The cast and crew of the musical Fiddler on the Roof completed their first weekend of performances on Nov. 26 at The Shedd Institute. There are six more shows, concluding Dec. 10, and I would strongly encourage people to see it. I caught the Nov. 25 performance, and a nearly packed house stood as one for a deserved ovation.
I was surprised by how taken I was by the familiar story line and songs that I had not explored in years.
It’s a terrific show, in part, because Bill Hulings, who plays the part Tevye with a studied grace, never outshines the other characters on stage. Yes, Tevye is the foremost character of the musical and is in almost every scene as the poor milkman and befuddled father of five daughters.
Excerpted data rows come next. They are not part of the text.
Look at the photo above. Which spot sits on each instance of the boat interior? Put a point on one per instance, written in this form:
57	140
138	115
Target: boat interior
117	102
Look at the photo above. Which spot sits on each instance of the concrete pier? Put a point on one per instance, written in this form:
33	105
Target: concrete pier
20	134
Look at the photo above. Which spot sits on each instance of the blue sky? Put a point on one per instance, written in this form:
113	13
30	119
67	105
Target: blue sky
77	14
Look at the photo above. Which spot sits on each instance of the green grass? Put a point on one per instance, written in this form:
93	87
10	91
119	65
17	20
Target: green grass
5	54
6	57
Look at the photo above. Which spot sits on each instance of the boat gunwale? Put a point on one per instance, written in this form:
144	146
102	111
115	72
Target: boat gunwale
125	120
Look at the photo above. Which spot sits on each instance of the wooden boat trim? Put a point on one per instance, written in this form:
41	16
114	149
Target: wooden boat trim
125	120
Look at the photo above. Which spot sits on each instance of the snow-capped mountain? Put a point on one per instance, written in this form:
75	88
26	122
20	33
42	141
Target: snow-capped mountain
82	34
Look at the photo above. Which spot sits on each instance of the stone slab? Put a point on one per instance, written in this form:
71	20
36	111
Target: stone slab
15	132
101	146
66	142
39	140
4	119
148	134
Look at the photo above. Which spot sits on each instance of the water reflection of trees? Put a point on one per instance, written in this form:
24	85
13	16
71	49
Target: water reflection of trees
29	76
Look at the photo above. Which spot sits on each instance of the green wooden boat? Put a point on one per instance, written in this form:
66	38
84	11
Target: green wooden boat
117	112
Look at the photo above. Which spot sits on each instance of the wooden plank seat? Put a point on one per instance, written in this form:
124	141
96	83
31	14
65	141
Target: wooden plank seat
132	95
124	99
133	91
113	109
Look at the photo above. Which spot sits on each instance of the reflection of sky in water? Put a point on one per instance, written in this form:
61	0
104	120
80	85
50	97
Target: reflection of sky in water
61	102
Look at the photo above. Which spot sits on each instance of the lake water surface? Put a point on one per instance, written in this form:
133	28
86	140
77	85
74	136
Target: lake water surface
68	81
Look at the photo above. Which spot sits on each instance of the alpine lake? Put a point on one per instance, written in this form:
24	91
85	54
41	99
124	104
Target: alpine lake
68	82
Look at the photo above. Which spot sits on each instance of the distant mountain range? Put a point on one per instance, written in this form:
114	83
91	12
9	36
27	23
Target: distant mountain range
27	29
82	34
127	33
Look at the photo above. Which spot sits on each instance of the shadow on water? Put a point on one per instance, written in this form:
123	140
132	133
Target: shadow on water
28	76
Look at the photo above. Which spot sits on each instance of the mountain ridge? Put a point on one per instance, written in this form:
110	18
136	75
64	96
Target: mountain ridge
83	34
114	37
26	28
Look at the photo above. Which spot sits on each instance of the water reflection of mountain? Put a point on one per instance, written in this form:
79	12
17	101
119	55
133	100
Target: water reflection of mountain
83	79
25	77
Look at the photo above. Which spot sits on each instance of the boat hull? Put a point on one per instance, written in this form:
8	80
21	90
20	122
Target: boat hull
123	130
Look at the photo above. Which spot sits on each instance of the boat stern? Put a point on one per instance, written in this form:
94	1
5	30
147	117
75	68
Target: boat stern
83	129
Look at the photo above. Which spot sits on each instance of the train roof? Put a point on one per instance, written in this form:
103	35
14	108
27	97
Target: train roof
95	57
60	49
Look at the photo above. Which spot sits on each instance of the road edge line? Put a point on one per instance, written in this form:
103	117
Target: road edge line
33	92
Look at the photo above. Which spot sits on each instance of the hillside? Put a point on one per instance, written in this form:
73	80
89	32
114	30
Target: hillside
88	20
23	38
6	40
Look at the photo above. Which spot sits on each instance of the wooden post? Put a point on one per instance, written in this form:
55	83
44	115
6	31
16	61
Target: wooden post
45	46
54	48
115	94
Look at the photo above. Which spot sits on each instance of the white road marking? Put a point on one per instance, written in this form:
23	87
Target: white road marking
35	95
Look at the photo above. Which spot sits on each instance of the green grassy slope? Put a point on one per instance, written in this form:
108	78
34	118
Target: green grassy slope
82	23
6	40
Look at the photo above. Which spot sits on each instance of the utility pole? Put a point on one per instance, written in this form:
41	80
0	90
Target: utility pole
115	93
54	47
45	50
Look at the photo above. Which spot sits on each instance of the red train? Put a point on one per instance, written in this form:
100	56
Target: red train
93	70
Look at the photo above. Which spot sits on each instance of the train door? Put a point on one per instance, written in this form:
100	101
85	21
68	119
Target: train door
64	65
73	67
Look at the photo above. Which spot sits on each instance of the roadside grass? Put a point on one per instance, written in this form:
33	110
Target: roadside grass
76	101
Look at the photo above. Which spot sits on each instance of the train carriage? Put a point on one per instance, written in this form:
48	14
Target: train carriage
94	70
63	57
Yet Hulings’ ever-presence is comfortable, and it allows equally comfortable performances from the rest of the cast, notably his wife Golde (Shirley Andress) and the three older daughters (Clarae Smith as Tzeitel, Hannah Foshay as Hodel and Kenady Conforth as Chava), who will all step outside the rigid restrictions (again, traditions) of arranged marriages, unions spearheaded by Yente (Kara Churchill).
For all the familiar music sung by the cast — most of which I could hear a patron to my left in the balcony sweetly and softly humming to — it was the dance scenes that caught my acute attention.
Among others, there was the boisterous and drunken dance scene in Act I, Scene 4, at the village inn, and the wild nightmare dance scene in Act 1, Scene 7, where the long-deceased Fruma-Sarah (played with operatic ferocity by Siri Vik) is resurrected to warn against the marriage of Tzeitel and Lazar (Earl Ruttencutter).
The most bittersweet and poignant dance scene, however, is in Act II, Scene 6, after Chava, the middle daughter, marries outside the Jewish faith, and is declared dead to the family by her father.
Yet a father’s love is not entirely extinguished. Tevye sings of this confusion in “Little Bird,” of the earth shattering uncertainty that now consumes him and an entire village, of times when traditions mean little or nothing:
Little bird, little Chavaleh
I don’t understand what’s happening today
Everything is all a blur
All I can see is a happy child
What a sweet little bird you were
Chavaleh, Chavaleh
Chava is dancing elegantly off to the side, the sweet child she once was, but she’s now a woman. Afterward, she asks Tevye to accept her marriage to the non-Jew, Fyedka (Matthew Michaels). Tevye says no. This is one traditional bridge that cannot be torn apart.
It’s a powerful scene in a well done production of Fiddler on the Roof by The Shedd. For all fans of musicals — and especially for anyone like me who has not explored this particular musical in years — it is well worth the evening to attend.